Today, Bouchard works for his own firm, Walrus Arts Management and Consulting, doing the unglamorous work that brings glamour to others. He spends a lot of time at his laptop and on the phone. He also spends a lot of time traveling. He was recently contracted to lead some Seattle-area workshops for indigenous performers in “how to get tour-ready,” he said.

In addition to the cultural consulting, grant writing, public speaking and workshop leading he does, Bouchard personally manages eight acts. There’s “world hiphop” band Audiopharmacy; DDAT, an acoustic quartet that blends hiphop, jazz and soul sounds; singer-songwriter Thea Hopkins; dance companies Dancing Earth and Maura Garcia Dance; and performance and multimedia artists James Luna and Storme Webber.

How does Bouchard find and screen talent? “You hear about the good ones really quickly,” he said. In the Indian world, the game of who-knows-whom is so tight, you could call it “three degrees of separation,” he said.

The only artist he can legitimately claim to have “discovered,” he said, is Anthony Hudson, a Grande Ronde performance artist and filmmaker who’s gained fame in Portland as drag clown Carla Rossi, putting “a queer spin on ancestral, traditional storytelling,” according to the Carla Rossi website.

“It was his touching personal story that I really related to,” Bouchard said, “growing up a mixed-race kid on the reservation, gradually understanding this complicated idea of culture and how everything fits together.”

Infrastructure barriers for indigenous performers remain substantial, he said. Shooting an impressive video that proves how great your band is — and how excited your audiences get — can cost thousands of dollars and an experienced crew. Native artists rarely have those kinds of resources, and neither does Bouchard.

“I’m a startup,” he said.

Arts commissioner

In August, Bouchard was appointed to a three-year term on the state arts commission. The position does not permit lobbying the state on behalf of your own locality, he said, but it does work on grants and policies like a new Creative District designation that could bring more bottom-line benefits to downtowns than Vancouver’s current Arts District does. Vancouver’s Arts District designation is “a name only,” Bouchard said.

Bouchard believes Vancouver has not kept pace with similar cities when it comes to support for the arts. “The Vancouver arts scene is ready to expand, but there are challenges,” he said. “Peer cities in the Pacific Northwest all have more arts infrastructure than we do.”

Catching up soon is crucial, said Bouchard, who predicts more masses of artistic displacement in Seattle and Portland over the next few years.
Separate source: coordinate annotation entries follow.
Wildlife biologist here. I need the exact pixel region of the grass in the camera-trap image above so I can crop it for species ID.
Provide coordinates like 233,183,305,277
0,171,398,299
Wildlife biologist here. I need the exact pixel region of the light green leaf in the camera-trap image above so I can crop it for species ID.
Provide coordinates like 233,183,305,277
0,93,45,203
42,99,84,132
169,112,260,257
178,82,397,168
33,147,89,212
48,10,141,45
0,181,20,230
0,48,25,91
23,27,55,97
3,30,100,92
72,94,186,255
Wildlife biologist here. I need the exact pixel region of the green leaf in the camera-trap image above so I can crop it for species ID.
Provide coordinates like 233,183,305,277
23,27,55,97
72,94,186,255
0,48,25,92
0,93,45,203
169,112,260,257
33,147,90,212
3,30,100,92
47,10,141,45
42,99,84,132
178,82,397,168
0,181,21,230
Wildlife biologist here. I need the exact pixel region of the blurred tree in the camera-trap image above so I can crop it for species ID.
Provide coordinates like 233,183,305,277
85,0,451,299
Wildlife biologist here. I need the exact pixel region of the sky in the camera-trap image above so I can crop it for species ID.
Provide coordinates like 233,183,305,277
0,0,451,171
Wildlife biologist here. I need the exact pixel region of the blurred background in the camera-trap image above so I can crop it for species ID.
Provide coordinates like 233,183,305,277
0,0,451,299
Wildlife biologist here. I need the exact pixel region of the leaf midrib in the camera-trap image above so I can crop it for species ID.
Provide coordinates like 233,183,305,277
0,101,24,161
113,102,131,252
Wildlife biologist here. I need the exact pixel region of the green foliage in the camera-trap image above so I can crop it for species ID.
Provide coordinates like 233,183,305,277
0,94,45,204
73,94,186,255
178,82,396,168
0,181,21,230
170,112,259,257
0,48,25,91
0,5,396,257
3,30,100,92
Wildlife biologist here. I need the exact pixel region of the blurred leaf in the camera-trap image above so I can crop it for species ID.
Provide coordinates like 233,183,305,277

Vancouver could catch them all, he said, if it had a central arts facility and affordable housing.

What’s needed right now, he suggested, is a local political leader who champions the arts. A recent summit hosted by Arts of Clark County was a good step forward, he said, but he knows a similar summit was held a few years back, and its energy wound up fading away.

“We need to work harder advocating for ourselves,” he said.